A harrowing and heartwrenching memoir of humanitarian aid worker Jessica Buchanan’s kidnapping by Somali land pirates, her three months in captivity, her rescue by the Navy SEALs, and her husband’s extraordinary efforts to help bring her home.

In 2006, twenty-seven-year-old Jessica Buchanan arrived in Nairobi, Kenya, with a teaching degree and long-held dreams of helping to educate African children. By 2009, she had met and married the man of her dreams, a native Swede named Erik Landemalm, who worked to coordinate humanitarian aid with local authorities in Africa. With dreams of starting a family, they moved from Nairobi to Somalia, and their future couldn’t have been brighter…

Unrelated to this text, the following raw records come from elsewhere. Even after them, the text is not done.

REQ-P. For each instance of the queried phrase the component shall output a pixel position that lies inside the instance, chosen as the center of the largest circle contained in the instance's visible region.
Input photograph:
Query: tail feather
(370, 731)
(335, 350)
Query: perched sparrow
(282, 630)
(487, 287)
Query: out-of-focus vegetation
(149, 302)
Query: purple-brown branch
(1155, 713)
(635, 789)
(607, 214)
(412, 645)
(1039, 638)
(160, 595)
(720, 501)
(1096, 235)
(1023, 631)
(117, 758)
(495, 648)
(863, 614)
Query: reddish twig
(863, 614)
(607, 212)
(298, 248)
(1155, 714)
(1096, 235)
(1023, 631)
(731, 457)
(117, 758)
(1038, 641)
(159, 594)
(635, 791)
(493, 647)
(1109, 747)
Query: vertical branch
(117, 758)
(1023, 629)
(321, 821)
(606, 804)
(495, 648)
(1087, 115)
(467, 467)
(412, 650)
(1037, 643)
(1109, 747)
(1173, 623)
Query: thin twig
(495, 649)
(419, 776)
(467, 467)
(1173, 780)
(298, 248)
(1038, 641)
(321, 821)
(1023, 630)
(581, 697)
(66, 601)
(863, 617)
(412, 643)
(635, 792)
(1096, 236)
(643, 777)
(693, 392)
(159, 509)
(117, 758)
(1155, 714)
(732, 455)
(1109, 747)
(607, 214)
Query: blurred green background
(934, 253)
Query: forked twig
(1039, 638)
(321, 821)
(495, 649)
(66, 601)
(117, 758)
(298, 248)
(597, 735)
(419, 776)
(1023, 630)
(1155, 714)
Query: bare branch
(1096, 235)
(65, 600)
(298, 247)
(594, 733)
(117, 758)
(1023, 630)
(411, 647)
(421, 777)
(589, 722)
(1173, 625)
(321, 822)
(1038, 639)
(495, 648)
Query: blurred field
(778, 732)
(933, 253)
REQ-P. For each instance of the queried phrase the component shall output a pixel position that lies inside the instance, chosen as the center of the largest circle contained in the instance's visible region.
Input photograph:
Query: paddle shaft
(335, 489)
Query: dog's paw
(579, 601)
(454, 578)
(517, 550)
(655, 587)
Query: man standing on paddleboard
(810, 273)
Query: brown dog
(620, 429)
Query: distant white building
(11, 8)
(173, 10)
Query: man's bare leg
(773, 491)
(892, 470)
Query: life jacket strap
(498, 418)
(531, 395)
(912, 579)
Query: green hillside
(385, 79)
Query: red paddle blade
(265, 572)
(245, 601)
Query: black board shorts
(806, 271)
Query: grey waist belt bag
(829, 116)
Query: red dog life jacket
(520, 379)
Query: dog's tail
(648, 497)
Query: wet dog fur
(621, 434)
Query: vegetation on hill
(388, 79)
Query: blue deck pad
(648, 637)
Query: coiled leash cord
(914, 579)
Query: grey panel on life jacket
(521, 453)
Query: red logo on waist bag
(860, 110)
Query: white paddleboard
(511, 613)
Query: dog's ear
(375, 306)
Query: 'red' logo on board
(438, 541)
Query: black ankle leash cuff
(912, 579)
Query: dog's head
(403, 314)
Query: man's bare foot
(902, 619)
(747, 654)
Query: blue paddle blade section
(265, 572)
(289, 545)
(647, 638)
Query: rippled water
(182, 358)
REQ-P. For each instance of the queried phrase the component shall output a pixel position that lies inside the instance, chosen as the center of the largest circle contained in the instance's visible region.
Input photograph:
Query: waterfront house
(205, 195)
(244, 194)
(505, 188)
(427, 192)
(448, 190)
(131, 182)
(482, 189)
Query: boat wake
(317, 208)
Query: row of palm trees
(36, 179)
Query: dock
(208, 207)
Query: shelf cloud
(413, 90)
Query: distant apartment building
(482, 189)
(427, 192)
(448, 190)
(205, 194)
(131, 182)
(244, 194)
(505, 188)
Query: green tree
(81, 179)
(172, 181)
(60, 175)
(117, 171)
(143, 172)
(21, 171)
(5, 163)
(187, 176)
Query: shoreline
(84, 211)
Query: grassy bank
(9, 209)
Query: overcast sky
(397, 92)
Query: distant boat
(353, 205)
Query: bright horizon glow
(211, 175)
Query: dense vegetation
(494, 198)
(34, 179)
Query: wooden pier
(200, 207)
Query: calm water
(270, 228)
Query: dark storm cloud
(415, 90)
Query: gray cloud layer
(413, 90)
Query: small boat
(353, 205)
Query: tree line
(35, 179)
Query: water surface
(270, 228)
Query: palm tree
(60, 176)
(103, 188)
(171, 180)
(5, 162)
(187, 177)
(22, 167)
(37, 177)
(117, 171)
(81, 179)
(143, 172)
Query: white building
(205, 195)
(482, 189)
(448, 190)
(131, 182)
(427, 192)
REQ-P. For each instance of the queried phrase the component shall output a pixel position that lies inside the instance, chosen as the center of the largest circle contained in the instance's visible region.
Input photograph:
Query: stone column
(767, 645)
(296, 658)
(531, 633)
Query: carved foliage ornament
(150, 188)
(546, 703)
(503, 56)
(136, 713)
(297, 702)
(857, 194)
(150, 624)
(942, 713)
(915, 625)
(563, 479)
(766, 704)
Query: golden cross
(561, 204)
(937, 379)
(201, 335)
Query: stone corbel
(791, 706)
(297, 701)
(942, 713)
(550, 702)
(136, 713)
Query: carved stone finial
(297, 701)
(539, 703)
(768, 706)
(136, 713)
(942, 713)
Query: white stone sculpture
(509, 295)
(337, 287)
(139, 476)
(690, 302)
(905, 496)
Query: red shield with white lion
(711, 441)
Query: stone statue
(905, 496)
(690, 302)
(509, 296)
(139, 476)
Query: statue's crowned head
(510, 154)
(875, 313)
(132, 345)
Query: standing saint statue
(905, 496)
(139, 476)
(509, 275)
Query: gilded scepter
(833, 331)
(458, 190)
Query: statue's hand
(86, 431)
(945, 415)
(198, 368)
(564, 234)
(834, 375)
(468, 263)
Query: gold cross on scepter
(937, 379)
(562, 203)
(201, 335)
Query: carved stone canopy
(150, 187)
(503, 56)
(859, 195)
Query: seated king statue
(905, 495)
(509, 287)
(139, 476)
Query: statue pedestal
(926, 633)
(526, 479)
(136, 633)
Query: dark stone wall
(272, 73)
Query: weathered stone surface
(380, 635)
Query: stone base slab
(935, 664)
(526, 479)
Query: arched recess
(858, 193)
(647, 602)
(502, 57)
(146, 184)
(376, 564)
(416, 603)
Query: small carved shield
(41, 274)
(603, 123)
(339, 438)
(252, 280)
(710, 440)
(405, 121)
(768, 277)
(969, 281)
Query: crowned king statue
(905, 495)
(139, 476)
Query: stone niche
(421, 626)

But on October 25, 2011, Jessica and a male colleague were kidnapped at gunpoint and held for ransom by an organized band of Somali land pirates. For the next three months, Jessica was terrorized by more than two dozen gangsters. She was held outdoors in filthy conditions and kept on a starvation diet while her health steadily deteriorated. Negotiations for ransom dragged on, and as the ordeal stretched into its third month, the captors grew increasingly impatient.

Every terrifying moment Jessica spent suffering in captivity was matched by that of her adoring husband working behind the scenes to deal with her captors. Finally, on January 25, 2012, President Barack Obama ordered a rescue operation by a team of twenty-four Navy SEALs. The team killed all nine kidnappers, with no harm to the hostages, who were quickly airlifted out on a military rescue helicopter.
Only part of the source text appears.